Because today was day 14 since beginning the “re-induction”, they did another bone marrow biopsy. When I came in this time my doctor told me how the first time they did a bone marrow biopsy back in February, my marrow was 100% leukemia cells, and after that first induction it was down to 5%, and after the first re-induction it was clean, which is considered remission. This time the bone marrow was 5% leukemia cells, and we used a different pair of chemotherapy drugs, because it is assumed that the leukemia cells which survived the previous drugs are most likely ones that have adaptations that protect them from the previous drugs. So I'm not worrying much about whether this one worked or not, though I didn't really ask the doctor about odds specficially, so I guess I'm a little uncertain in that sense.
Assuming the biopsy they did today is clear, and I'm again in remission, the plan will be for me to wait here until my ANC recovers, and then probably head straight to Boston to begin the transplant process. If I'm weak they might send me home to regain strength first, but I think I'm pretty well in that respect, probably mostly due to the daily walking. I feel quite well, though I think my hair is beginning to fall out again, which is expected, and my taste may be getting weird, which may be an indication of my tastebuds dying off, which is also expected, and also tended to happen with each of the consolidation chemotherapies.
Meanwhile my app broke when Apple updated their operating system to iOS 10 recently, so I scrambled to update it, and today it got approved and updated in the App Store, which is a relief.

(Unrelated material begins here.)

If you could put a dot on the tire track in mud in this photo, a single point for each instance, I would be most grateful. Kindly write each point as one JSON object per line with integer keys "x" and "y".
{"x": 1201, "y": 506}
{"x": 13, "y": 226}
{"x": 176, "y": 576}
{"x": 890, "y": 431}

It also served as a refresher course in programming, which is good because I have some ideas I want to explore, to get more comfortable with what I'm doing. So I'm excited about that.
Other than that I've got a lot of waiting and time to kill. I'll update again when I know something about the results of the biopsy!

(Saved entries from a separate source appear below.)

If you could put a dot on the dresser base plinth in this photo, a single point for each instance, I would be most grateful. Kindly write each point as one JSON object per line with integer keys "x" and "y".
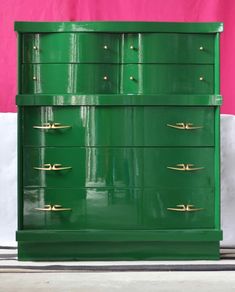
{"x": 119, "y": 250}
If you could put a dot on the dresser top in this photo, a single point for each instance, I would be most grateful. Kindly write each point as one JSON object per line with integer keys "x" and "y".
{"x": 108, "y": 26}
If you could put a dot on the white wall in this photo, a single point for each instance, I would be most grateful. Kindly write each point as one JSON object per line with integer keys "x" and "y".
{"x": 8, "y": 179}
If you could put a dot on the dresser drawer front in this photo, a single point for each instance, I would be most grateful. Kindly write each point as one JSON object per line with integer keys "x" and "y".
{"x": 86, "y": 209}
{"x": 168, "y": 79}
{"x": 70, "y": 78}
{"x": 117, "y": 208}
{"x": 111, "y": 78}
{"x": 173, "y": 208}
{"x": 118, "y": 48}
{"x": 118, "y": 167}
{"x": 118, "y": 126}
{"x": 169, "y": 48}
{"x": 74, "y": 48}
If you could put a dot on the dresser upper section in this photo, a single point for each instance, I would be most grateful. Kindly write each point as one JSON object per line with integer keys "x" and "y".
{"x": 117, "y": 26}
{"x": 87, "y": 58}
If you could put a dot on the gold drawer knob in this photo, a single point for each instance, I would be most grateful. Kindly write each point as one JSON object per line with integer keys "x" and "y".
{"x": 184, "y": 167}
{"x": 184, "y": 208}
{"x": 54, "y": 167}
{"x": 184, "y": 126}
{"x": 53, "y": 126}
{"x": 53, "y": 208}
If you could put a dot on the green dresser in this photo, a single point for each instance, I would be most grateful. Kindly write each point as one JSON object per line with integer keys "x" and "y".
{"x": 118, "y": 140}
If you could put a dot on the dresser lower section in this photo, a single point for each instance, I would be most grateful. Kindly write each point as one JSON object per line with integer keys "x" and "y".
{"x": 119, "y": 245}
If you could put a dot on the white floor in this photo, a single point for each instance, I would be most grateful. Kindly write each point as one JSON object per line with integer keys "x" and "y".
{"x": 119, "y": 281}
{"x": 45, "y": 276}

So I was re-admitted to the hospital on Monday for another round of induction chemotherapy, it consisted of two new (to me) drugs, each administered once a day for five days, so last night was my last dose of each. Now I'll be hanging around for the next three weeks, waiting for my counts to drop down and then rebound, after which I'll head to Boston for the transplant process.
So far it's been pretty easy going, I've been walking a lot, which is both good for my health, and allows me to avoid painful shots in the stomach that they give to most patients to help avoid clots from forming in the calves. Today they disconnected me entirely so I can walk around without pushing the pole of fluids with me, which is nice too. It could be a little rough over the next two weeks, I'll probably need some transfusions as my blood and platelets die off temporarily, though it shouldn't really be anything I haven't already seen in the past.
I have a lot to work on, and plenty of distractions. I should make more of an effort to try out some things, and I also have to delete photos to make room on my computer and my phone. That's all for now!